06 Mar Tilapia Piccata with Asparagus
Last week Christie set up a fish challenge. She was looking for a quick, simple, healthy fish recipe. Her parameters? Not too lemony but it should have veggies. She was even open to a splash of wine. Oh yes, and we were to keep it healthy, so Andrew’s suggestion of “fish & chips, hold the milkshake,” isn’t as helpful as he’d hoped.
Here are the answers from less flippant readers:
- Tom suggested sole with a crispy cornmeal and cayenne crust. (Say that three times fast.) Herbs and lemon zest rounded out the flavours.
- Roxanne had a simple and delicious answer — top your fish of choice with fruit salsa or compote.

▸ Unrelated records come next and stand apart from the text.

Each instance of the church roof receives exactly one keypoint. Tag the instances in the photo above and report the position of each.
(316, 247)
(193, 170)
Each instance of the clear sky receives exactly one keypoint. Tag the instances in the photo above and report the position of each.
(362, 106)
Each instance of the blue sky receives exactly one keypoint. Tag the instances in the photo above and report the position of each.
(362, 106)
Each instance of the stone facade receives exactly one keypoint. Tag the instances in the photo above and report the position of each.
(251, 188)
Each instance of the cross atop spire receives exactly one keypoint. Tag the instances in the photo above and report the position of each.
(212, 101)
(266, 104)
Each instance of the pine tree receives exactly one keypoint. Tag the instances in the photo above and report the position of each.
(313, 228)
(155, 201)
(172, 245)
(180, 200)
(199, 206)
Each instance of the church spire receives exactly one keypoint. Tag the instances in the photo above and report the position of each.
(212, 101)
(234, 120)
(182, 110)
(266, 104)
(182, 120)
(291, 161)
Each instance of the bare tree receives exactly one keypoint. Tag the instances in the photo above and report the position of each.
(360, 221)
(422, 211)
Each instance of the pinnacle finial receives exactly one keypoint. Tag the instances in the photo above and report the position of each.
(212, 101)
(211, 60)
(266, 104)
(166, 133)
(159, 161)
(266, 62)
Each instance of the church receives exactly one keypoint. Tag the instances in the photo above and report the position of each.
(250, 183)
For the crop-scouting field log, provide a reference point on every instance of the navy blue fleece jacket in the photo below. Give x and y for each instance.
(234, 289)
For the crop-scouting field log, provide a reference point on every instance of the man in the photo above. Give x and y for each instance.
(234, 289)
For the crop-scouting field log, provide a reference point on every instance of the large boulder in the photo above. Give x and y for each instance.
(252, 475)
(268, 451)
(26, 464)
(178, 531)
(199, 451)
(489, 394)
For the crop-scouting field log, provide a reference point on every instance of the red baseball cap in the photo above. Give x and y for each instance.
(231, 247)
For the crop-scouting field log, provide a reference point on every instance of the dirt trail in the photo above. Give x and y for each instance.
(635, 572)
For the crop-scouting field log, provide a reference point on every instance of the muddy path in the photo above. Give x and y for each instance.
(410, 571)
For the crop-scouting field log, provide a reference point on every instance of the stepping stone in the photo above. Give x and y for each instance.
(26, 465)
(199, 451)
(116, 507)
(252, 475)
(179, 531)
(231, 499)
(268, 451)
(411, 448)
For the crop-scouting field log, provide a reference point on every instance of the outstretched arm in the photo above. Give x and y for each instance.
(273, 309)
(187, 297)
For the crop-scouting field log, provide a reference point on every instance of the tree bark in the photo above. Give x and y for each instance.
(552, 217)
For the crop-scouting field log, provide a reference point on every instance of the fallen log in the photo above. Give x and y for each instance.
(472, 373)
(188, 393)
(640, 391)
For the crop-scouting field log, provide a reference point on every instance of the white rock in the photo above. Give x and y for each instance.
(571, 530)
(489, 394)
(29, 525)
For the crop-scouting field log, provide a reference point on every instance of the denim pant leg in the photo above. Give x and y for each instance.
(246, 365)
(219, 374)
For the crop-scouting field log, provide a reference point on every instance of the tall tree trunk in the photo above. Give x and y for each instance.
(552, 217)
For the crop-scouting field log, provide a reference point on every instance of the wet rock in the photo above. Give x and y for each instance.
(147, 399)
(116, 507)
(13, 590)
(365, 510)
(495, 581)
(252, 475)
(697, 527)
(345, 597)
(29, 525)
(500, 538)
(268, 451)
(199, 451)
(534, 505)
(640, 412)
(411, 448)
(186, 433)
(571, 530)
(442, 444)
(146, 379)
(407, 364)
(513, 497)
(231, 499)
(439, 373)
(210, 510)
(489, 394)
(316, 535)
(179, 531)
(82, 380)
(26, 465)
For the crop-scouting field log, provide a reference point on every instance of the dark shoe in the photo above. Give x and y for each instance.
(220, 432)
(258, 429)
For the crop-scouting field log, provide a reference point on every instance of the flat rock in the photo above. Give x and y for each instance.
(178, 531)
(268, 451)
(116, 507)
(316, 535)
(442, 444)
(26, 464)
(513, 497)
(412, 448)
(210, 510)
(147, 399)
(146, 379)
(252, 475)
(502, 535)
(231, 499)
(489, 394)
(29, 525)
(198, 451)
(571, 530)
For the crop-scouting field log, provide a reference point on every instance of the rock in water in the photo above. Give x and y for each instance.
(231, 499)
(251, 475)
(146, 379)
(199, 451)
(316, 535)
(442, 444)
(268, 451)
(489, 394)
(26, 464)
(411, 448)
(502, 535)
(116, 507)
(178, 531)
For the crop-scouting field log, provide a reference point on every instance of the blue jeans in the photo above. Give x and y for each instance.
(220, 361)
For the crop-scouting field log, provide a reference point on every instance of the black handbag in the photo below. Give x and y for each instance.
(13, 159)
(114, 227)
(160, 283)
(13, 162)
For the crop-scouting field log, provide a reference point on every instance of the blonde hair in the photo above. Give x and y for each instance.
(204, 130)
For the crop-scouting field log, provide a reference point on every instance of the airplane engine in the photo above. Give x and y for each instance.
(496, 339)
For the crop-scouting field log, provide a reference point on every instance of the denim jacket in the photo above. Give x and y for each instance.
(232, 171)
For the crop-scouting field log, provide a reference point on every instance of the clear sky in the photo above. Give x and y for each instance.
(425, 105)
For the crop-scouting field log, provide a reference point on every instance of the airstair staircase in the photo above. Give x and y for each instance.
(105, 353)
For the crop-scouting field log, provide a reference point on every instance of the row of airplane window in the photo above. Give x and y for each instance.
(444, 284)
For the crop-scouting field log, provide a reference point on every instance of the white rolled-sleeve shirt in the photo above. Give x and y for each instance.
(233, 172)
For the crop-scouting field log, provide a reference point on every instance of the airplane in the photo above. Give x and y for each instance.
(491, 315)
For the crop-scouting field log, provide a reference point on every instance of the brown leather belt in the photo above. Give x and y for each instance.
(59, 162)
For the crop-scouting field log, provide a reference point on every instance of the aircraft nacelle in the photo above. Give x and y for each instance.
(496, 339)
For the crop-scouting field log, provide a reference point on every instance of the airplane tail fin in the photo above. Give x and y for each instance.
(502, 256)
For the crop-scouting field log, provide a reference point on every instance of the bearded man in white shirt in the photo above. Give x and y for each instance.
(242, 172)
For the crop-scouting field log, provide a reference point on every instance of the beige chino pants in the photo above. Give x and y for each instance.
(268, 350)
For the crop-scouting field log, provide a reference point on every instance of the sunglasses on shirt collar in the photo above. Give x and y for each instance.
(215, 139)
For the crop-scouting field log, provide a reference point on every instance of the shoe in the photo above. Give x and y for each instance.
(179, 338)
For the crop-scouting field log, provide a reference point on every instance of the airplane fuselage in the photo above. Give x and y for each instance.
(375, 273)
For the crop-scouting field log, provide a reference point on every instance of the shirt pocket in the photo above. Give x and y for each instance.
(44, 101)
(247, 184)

- Jill seconded Roxanne’s motion. But her oven-steamed fish with olive oil, white wine and herbs sounds equally tempting.

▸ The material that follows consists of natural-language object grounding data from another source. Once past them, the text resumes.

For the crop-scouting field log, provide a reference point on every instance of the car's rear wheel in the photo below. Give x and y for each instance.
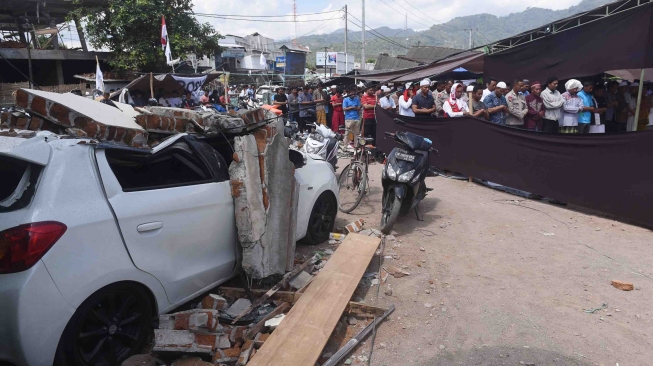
(109, 327)
(322, 219)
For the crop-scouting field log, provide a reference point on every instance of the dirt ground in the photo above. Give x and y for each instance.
(511, 280)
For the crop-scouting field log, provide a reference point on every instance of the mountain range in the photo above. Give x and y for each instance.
(486, 28)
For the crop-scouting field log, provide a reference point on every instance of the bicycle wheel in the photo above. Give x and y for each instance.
(352, 183)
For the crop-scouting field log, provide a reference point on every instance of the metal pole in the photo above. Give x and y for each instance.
(639, 98)
(363, 60)
(346, 59)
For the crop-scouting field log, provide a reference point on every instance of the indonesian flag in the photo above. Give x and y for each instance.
(164, 33)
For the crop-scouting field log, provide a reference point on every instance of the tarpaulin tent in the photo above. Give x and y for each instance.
(169, 83)
(469, 60)
(615, 36)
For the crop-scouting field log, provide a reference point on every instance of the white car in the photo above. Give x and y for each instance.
(95, 240)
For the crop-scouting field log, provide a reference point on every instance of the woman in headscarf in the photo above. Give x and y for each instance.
(406, 103)
(572, 105)
(455, 106)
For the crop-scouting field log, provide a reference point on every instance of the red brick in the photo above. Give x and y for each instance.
(60, 113)
(39, 105)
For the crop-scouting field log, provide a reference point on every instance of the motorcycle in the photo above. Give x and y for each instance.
(403, 177)
(323, 142)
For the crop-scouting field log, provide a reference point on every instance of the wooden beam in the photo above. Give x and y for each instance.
(302, 335)
(237, 293)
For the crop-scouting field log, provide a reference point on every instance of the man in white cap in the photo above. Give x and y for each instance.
(423, 102)
(572, 106)
(496, 104)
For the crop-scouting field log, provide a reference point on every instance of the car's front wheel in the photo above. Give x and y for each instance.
(322, 219)
(111, 325)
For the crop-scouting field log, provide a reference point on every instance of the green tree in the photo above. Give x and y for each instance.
(131, 30)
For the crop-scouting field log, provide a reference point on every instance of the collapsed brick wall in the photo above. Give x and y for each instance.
(48, 115)
(265, 196)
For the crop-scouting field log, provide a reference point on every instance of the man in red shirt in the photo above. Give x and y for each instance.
(338, 118)
(369, 122)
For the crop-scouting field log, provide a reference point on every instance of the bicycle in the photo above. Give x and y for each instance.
(354, 180)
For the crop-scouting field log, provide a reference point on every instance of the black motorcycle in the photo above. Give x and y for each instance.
(403, 177)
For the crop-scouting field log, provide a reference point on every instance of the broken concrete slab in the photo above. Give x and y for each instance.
(238, 307)
(301, 280)
(263, 187)
(79, 115)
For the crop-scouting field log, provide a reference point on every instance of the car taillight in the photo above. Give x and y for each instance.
(22, 246)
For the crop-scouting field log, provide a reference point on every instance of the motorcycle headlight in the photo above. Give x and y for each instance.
(391, 172)
(406, 177)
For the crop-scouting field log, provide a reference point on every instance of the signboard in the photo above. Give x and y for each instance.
(233, 53)
(330, 58)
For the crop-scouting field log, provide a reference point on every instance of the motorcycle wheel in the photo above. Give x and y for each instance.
(390, 213)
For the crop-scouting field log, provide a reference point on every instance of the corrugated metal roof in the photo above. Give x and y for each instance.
(385, 62)
(428, 54)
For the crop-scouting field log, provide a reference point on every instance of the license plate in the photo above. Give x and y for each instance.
(405, 157)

- Terry went so far as to provide a recipe using onion, dill and capers. See the comments section for details.
- Dana McCauley’s cedar plank grill idea makes me pine for barbecue season.

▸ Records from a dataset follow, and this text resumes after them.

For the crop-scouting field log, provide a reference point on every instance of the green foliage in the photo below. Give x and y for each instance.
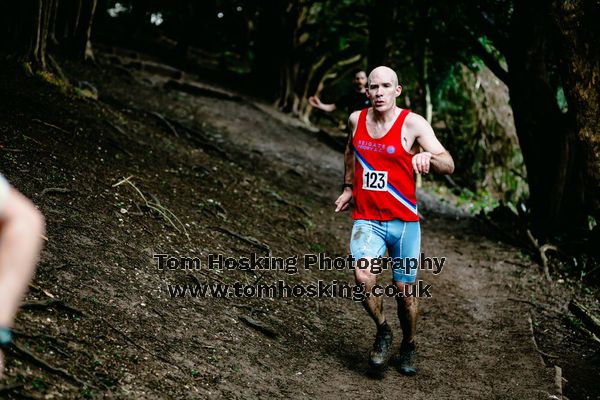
(470, 122)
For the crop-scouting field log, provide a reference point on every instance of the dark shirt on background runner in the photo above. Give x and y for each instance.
(353, 101)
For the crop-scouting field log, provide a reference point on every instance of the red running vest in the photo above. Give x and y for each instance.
(384, 182)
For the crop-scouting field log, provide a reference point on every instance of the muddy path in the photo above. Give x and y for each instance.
(240, 180)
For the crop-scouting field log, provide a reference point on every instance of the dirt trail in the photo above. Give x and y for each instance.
(275, 183)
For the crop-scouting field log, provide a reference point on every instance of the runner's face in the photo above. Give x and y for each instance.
(360, 80)
(382, 91)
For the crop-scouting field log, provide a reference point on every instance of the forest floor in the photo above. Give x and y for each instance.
(99, 321)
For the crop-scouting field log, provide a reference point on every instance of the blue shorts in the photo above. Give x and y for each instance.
(402, 239)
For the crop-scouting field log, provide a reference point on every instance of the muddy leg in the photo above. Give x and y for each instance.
(407, 312)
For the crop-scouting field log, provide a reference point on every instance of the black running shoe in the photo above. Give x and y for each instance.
(408, 352)
(381, 348)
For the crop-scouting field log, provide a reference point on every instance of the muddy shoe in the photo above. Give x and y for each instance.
(407, 359)
(381, 348)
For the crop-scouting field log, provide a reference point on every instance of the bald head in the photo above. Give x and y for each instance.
(383, 73)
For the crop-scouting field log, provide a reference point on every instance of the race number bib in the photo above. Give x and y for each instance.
(375, 180)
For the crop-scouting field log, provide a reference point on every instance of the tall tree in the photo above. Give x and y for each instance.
(518, 42)
(34, 24)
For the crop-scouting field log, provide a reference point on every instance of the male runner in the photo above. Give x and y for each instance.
(379, 161)
(21, 227)
(355, 100)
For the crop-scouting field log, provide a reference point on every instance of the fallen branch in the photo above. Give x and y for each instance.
(287, 203)
(199, 138)
(542, 251)
(10, 387)
(165, 122)
(540, 306)
(586, 316)
(50, 303)
(55, 190)
(51, 126)
(259, 326)
(42, 363)
(163, 211)
(248, 239)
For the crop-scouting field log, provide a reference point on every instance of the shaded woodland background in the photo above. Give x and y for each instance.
(533, 151)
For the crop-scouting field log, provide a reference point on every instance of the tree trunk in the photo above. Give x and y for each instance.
(272, 47)
(381, 26)
(577, 22)
(547, 137)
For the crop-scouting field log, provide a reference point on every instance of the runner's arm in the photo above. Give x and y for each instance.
(343, 201)
(435, 155)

- D in Olympia spices things up with mustard.
- Jodi, a Nova Scotian who knows her fish, reminds us that overcooking fish is always a recipe for disaster.
- Anonymous cooks her fish with a salad on top.
- Claire Walter provided a link to her cod recipe.
Me? After reading Taras Grescoe’s brilliant but eye-opening book, Bottomfeeder: How to Eat Ethically in a World of Vanishing Seafood, I’m now more concerned about where my fish comes from and how it’s caught. So, I turned to Jill Lambert’s A Good Catch: Sustainable Seafood Recipes from Canada’s Top Chefs. This book offers guilt-free recipes, which saved me a lot of searching.
Don’t worry. I’m not going to lecture you on Chilean seabass or bluefin tuna. If you’re concerned about the fish and seafood you buy, SeaChoice is an outstanding resource. They have a downloadable seafood guide and an online database that’s searchable by fish name, sustainability rating or fishing gear. There are recipes, health information, a glossary and more.
And now without further ado, here’s a quick and easy recipe that uses white wine, veggies and just a touch of lemon. It’s reasonably light (you can cut back on the butter) and completely delicious. Plus it uses a “best choice” fish, North American farmed tilapia (avoid the Asian farmed version). How perfect is that?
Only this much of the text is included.